The Haru Oni initiative, built by Siemens Energy in collaboration with Johnson Matthey and several other major companies, including Porsche, will be the world’s first interconnected and industrial large-scale plant producing climate neutral e-methanol and e-gasoline. Rising e-fuel production is a crucial phase in the energy transition because e-fuels work similarly to gasoline and diesel but are made using renewable energy.
JM will licence methanol technologies and supply the engineering, catalyst, and facilities for the pioneering project as a solutions supplier for syngas decarbonisation. For the conversion to e-methanol, the JM-designed device would use ambient carbon dioxide as feedstock.
This CO2 can be recovered by direct air capture and combined with green hydrogen (produced through water proton exchange membrane (PEM) electrolysis). Using JM’s most recent catalyst, the pilot unit will show JM’s leadership in renewable chemicals and fuels, as well as its contribution to decarbonisation and sustainability.
In Haru Oni’s initial pilot phase, the unit will be capable of producing around 900,000 litres per year of e-methanol as early as 2022. In two further phases, capacity is then to be increased to about 55 million litres of e-fuels a year by 2024, and around 550 million litres of e-fuels by 2026, sufficient for about 220,000 gasoline vehicles at 50 litres use per week.

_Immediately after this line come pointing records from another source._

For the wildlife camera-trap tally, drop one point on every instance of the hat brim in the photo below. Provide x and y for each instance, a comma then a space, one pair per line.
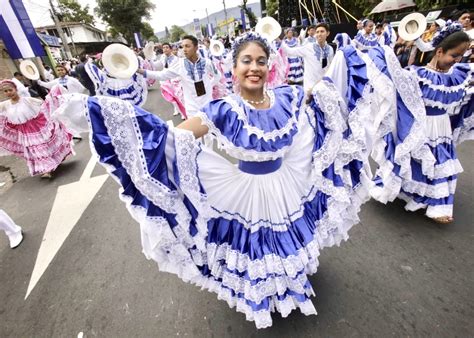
268, 21
213, 44
149, 51
421, 22
119, 61
29, 70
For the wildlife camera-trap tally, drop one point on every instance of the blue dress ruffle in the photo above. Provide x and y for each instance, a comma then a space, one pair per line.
431, 180
257, 260
295, 73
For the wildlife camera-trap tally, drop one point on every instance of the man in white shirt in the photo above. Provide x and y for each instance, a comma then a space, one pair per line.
167, 59
198, 76
21, 88
317, 56
68, 82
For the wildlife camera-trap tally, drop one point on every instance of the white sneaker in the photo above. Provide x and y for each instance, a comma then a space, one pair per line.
16, 239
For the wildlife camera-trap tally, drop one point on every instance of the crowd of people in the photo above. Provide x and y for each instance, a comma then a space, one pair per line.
302, 116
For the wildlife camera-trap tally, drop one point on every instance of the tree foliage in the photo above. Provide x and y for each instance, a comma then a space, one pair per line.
249, 13
272, 8
72, 11
176, 33
125, 16
148, 33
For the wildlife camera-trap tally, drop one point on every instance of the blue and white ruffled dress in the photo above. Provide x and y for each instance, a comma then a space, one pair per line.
427, 177
251, 232
134, 90
449, 121
295, 73
365, 42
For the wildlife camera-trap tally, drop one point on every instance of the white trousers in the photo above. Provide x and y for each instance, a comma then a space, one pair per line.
6, 224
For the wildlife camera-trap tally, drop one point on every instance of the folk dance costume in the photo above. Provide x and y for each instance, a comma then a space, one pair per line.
197, 80
28, 131
67, 82
316, 61
342, 40
295, 74
431, 182
250, 233
278, 68
365, 42
389, 37
13, 231
134, 90
21, 88
171, 90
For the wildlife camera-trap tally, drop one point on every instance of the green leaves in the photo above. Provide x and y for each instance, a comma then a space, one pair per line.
126, 16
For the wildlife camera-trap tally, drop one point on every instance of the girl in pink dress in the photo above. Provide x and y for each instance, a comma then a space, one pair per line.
27, 131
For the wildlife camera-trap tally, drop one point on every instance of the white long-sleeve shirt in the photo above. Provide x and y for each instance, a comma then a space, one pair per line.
21, 88
313, 68
73, 85
190, 73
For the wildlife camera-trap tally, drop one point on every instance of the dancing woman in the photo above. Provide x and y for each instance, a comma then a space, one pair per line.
295, 74
251, 233
69, 83
27, 131
446, 88
366, 39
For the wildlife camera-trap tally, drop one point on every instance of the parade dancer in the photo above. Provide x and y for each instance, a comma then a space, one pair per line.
13, 231
251, 233
366, 39
316, 56
171, 90
446, 88
134, 89
197, 75
27, 131
71, 84
295, 74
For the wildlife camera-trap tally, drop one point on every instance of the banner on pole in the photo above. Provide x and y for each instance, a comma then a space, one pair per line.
17, 31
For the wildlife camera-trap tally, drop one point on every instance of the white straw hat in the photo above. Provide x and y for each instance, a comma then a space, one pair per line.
119, 61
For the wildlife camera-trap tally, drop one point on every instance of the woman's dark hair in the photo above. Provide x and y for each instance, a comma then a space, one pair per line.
192, 38
452, 41
324, 25
241, 46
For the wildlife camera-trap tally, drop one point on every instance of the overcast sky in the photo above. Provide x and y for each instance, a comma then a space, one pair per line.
167, 12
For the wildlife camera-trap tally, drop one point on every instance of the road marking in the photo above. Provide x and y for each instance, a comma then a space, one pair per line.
70, 203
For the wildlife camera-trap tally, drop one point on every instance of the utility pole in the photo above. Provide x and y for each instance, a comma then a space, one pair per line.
62, 36
225, 14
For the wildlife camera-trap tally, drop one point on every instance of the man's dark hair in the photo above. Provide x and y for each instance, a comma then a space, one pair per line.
324, 25
192, 38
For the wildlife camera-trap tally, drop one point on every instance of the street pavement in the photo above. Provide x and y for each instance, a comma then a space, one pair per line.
398, 275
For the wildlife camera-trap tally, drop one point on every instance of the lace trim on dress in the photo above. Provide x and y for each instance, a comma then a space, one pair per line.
240, 153
123, 129
274, 134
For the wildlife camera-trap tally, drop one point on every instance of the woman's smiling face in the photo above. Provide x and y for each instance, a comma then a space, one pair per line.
251, 68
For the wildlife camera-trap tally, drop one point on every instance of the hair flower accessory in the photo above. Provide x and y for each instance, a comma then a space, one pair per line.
248, 37
448, 29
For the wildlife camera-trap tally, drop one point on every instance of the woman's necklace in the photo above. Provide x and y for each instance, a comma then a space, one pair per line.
262, 101
430, 66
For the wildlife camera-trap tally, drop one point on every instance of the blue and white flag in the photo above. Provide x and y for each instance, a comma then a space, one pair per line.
138, 40
17, 31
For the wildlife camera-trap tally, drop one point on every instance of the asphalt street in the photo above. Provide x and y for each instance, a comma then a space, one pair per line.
398, 275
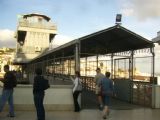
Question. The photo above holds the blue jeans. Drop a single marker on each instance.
(7, 95)
(38, 101)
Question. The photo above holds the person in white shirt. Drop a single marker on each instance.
(77, 89)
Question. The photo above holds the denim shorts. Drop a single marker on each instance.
(106, 100)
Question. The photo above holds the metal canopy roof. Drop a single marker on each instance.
(110, 40)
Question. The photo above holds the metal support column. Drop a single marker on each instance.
(112, 65)
(97, 60)
(77, 57)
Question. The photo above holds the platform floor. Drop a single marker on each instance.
(132, 114)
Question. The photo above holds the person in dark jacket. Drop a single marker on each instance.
(106, 86)
(38, 93)
(9, 82)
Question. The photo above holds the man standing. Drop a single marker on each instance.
(106, 86)
(98, 76)
(9, 82)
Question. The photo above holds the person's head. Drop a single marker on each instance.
(77, 73)
(107, 74)
(6, 68)
(98, 70)
(38, 71)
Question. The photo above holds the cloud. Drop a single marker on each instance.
(142, 9)
(7, 38)
(60, 40)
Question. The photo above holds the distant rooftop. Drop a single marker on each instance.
(36, 14)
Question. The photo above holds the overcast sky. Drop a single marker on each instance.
(76, 18)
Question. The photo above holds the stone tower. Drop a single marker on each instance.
(34, 34)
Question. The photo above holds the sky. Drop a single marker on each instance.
(76, 18)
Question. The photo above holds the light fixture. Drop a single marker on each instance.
(118, 18)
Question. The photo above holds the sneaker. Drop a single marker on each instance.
(104, 117)
(101, 107)
(10, 115)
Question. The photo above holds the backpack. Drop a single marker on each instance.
(79, 87)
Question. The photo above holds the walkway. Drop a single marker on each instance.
(134, 114)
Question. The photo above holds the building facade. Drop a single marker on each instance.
(34, 34)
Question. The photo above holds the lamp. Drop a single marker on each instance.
(118, 18)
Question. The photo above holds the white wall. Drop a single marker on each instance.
(57, 97)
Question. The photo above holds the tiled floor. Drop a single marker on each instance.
(133, 114)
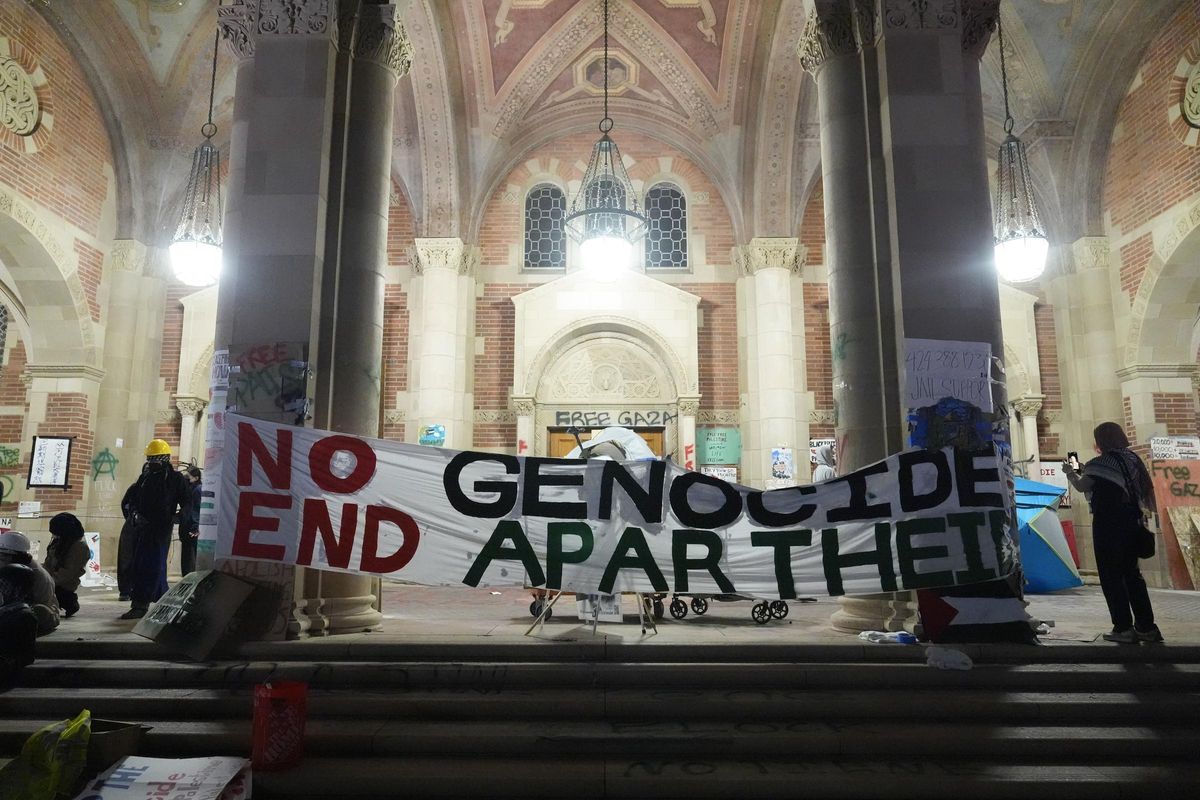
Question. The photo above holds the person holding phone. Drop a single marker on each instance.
(1117, 487)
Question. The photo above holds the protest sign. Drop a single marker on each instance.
(443, 517)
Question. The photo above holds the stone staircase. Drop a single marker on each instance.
(604, 720)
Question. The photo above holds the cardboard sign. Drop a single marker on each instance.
(172, 779)
(443, 517)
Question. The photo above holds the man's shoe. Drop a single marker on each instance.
(1151, 636)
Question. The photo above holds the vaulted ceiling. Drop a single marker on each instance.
(493, 79)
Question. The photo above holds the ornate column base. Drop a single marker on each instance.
(885, 612)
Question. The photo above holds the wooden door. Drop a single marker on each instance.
(559, 443)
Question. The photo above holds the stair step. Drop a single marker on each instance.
(413, 674)
(669, 779)
(621, 704)
(666, 740)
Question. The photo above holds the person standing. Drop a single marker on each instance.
(151, 504)
(190, 522)
(66, 559)
(1117, 487)
(825, 464)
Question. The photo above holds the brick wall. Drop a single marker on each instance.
(496, 322)
(1150, 169)
(395, 354)
(91, 269)
(67, 415)
(172, 344)
(813, 226)
(717, 342)
(819, 358)
(13, 394)
(1177, 410)
(504, 218)
(66, 175)
(1051, 382)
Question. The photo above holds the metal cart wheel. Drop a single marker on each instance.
(678, 608)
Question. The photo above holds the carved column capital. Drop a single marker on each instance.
(443, 253)
(774, 252)
(383, 40)
(835, 28)
(1029, 405)
(1090, 253)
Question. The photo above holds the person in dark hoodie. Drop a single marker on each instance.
(66, 559)
(1117, 487)
(150, 506)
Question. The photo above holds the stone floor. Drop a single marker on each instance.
(462, 614)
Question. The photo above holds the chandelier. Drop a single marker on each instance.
(605, 216)
(1019, 235)
(196, 247)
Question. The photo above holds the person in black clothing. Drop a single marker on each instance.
(1119, 487)
(150, 506)
(190, 522)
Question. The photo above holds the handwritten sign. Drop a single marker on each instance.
(719, 446)
(1175, 447)
(49, 463)
(935, 370)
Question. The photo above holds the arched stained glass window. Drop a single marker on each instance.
(666, 233)
(545, 236)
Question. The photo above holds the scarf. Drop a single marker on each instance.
(1123, 468)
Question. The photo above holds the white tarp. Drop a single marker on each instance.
(444, 517)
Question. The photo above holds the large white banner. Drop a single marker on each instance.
(443, 517)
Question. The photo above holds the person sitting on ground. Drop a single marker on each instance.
(66, 560)
(15, 549)
(18, 624)
(825, 464)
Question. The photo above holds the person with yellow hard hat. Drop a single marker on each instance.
(150, 506)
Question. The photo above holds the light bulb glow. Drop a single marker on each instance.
(196, 264)
(606, 256)
(1021, 259)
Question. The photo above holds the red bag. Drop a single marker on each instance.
(280, 713)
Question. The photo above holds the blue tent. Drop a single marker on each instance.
(1045, 555)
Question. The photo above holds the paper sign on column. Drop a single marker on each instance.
(936, 368)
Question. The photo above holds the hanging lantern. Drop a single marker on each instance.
(605, 215)
(1020, 239)
(196, 247)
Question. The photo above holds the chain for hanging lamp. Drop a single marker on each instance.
(605, 215)
(1019, 235)
(196, 246)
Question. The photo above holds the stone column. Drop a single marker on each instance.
(127, 392)
(525, 409)
(381, 55)
(190, 409)
(277, 208)
(772, 263)
(1029, 407)
(838, 49)
(442, 336)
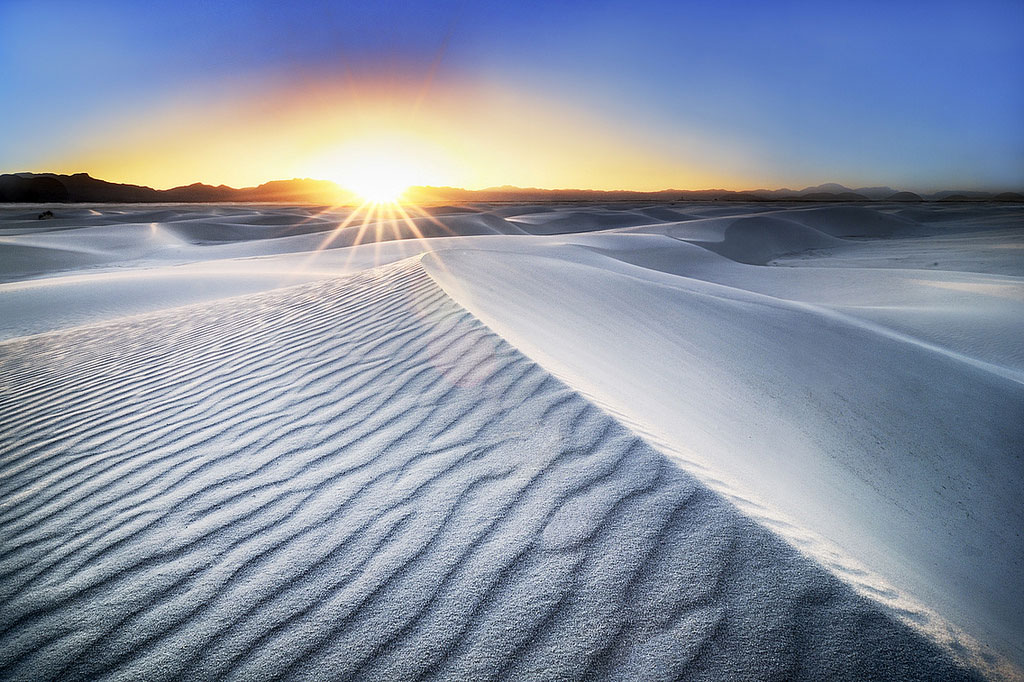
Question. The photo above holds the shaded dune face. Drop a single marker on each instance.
(356, 479)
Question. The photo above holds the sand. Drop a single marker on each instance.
(670, 442)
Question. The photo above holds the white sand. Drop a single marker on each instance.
(355, 475)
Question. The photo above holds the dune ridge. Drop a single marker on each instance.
(356, 476)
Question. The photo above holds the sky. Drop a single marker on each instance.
(597, 94)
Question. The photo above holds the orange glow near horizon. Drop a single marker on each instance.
(378, 140)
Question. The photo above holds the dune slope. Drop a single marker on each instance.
(355, 478)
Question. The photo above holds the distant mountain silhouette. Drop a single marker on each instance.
(52, 187)
(904, 197)
(45, 187)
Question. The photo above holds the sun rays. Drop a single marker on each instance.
(376, 222)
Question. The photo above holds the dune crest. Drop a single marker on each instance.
(355, 476)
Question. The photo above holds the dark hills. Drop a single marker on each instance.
(52, 187)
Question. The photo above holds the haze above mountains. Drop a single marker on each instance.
(47, 187)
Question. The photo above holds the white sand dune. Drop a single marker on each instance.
(433, 469)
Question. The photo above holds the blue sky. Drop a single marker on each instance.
(910, 94)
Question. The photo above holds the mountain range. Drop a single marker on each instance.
(53, 187)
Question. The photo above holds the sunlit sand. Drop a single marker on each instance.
(511, 441)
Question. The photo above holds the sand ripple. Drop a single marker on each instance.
(355, 478)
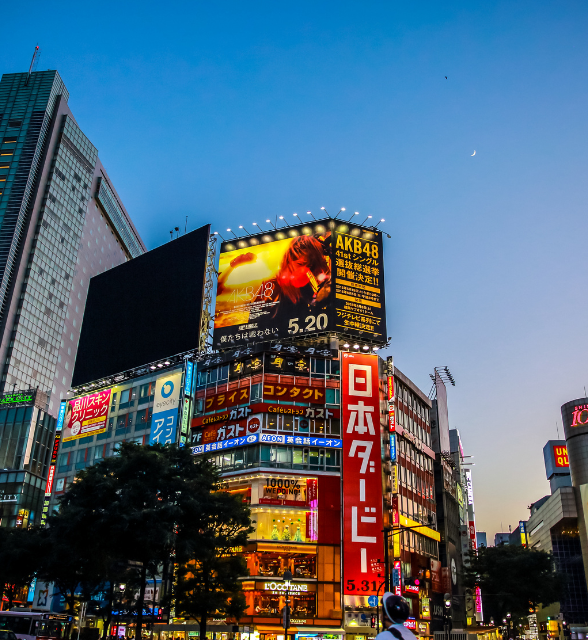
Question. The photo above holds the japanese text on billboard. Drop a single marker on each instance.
(86, 416)
(313, 278)
(362, 483)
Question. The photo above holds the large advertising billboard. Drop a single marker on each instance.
(86, 416)
(325, 276)
(165, 287)
(363, 543)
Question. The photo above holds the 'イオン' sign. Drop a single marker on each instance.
(362, 475)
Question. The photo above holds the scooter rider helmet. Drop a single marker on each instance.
(395, 607)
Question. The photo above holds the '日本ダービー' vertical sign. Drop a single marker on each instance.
(362, 474)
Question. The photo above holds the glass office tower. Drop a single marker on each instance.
(61, 222)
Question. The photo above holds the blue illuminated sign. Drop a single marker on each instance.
(61, 415)
(328, 443)
(189, 378)
(393, 447)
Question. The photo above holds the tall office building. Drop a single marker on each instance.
(61, 222)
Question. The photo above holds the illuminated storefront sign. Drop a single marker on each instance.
(469, 487)
(362, 491)
(472, 531)
(86, 416)
(220, 401)
(291, 587)
(165, 409)
(560, 455)
(53, 462)
(394, 478)
(263, 407)
(269, 438)
(393, 447)
(291, 491)
(294, 393)
(391, 395)
(189, 378)
(20, 398)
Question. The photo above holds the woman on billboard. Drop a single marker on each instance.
(298, 283)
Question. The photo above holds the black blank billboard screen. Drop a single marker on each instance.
(143, 310)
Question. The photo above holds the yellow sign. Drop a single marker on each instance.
(419, 528)
(394, 478)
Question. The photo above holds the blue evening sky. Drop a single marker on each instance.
(231, 112)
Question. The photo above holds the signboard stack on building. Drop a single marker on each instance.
(297, 410)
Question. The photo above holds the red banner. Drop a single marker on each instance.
(362, 476)
(227, 399)
(261, 407)
(86, 416)
(294, 393)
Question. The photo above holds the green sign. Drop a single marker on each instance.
(24, 397)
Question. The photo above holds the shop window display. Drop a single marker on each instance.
(282, 526)
(269, 603)
(273, 565)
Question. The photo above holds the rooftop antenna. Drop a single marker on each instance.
(36, 55)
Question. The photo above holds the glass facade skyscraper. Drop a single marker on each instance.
(61, 222)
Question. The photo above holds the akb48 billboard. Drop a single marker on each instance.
(327, 276)
(363, 543)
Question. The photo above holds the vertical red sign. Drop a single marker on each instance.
(362, 474)
(472, 530)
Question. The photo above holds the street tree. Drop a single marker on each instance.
(209, 582)
(128, 515)
(513, 579)
(20, 553)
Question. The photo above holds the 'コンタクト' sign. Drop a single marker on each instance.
(362, 477)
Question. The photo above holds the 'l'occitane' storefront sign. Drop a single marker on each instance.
(276, 587)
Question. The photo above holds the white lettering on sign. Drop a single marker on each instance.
(285, 586)
(362, 485)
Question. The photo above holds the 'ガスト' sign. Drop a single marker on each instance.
(362, 475)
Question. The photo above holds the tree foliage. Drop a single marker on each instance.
(513, 579)
(20, 553)
(209, 582)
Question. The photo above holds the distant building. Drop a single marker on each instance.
(61, 222)
(553, 527)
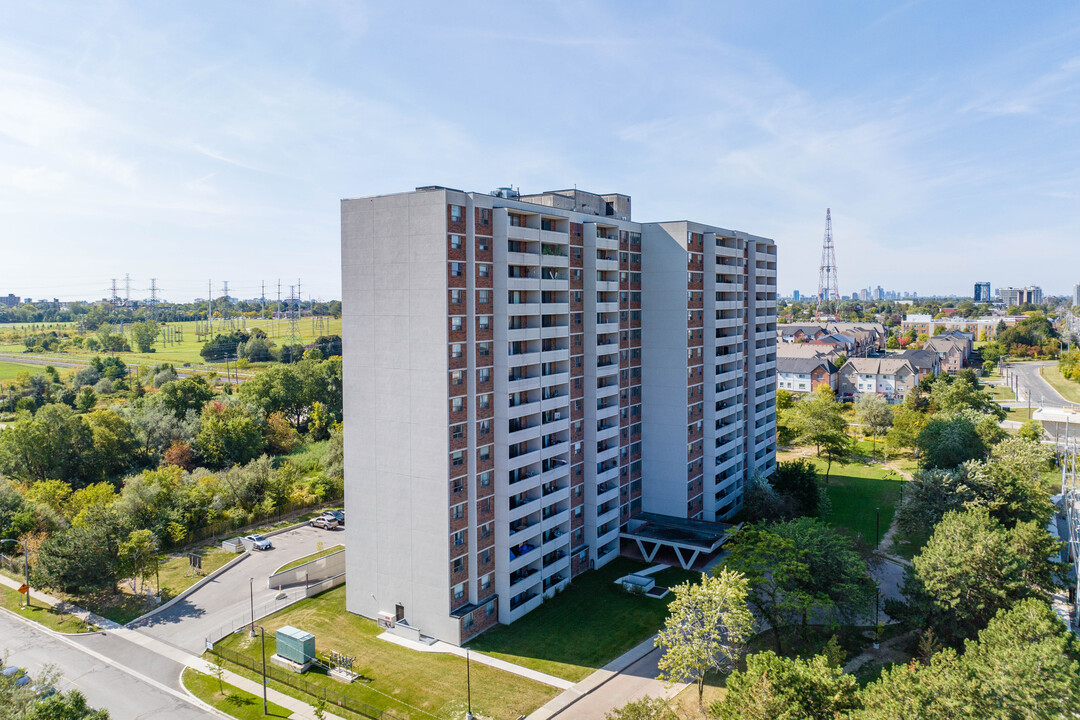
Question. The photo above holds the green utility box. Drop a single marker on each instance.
(296, 644)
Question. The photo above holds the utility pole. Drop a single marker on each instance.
(210, 310)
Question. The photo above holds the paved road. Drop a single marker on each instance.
(228, 596)
(1033, 384)
(150, 690)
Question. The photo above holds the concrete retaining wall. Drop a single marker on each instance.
(309, 572)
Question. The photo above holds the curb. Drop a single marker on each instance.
(189, 591)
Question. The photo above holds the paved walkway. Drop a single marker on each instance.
(631, 676)
(439, 646)
(300, 709)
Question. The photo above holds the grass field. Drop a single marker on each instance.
(186, 352)
(855, 490)
(606, 622)
(232, 701)
(11, 370)
(39, 612)
(406, 682)
(1067, 389)
(1020, 415)
(308, 558)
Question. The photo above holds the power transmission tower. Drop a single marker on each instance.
(828, 290)
(153, 299)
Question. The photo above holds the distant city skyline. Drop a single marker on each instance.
(183, 144)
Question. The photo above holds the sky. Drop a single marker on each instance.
(213, 140)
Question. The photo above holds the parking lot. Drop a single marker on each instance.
(231, 594)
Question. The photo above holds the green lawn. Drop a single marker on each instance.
(1020, 415)
(855, 490)
(187, 351)
(11, 370)
(308, 558)
(232, 701)
(396, 679)
(1067, 389)
(39, 612)
(589, 624)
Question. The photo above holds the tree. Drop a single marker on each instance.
(799, 566)
(874, 415)
(145, 334)
(971, 568)
(819, 421)
(138, 555)
(947, 442)
(774, 688)
(706, 626)
(230, 434)
(796, 481)
(646, 708)
(1024, 665)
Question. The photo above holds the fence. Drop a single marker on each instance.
(293, 680)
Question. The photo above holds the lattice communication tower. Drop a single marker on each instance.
(828, 289)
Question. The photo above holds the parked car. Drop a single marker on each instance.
(259, 543)
(336, 514)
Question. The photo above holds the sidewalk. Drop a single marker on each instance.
(439, 646)
(300, 709)
(562, 702)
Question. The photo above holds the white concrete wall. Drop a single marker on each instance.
(663, 368)
(393, 266)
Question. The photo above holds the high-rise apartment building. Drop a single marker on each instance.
(524, 376)
(1018, 296)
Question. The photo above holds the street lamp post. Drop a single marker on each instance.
(26, 565)
(262, 636)
(469, 715)
(251, 589)
(877, 593)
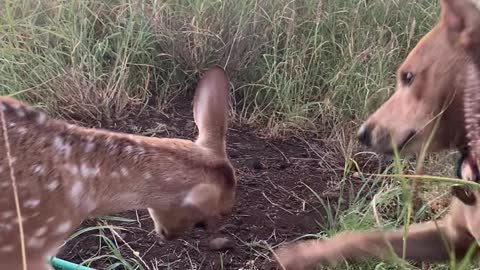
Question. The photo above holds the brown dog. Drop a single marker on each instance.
(53, 175)
(430, 87)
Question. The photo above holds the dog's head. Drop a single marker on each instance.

“We are very excited to be collaborating again with Siemens Energy for this pioneering project to convert wind energy into clean, green, net-zero chemicals and fuels for a cleaner, healthier world. It is the culmination of two years’ work, and testament to their confidence in JM’s engineering expertise and ability to successfully design and help deliver methanol plants at all scales and feedstocks. We are looking forward to this first phase of the project concluding successfully and collaborating on the next ambitious phases.”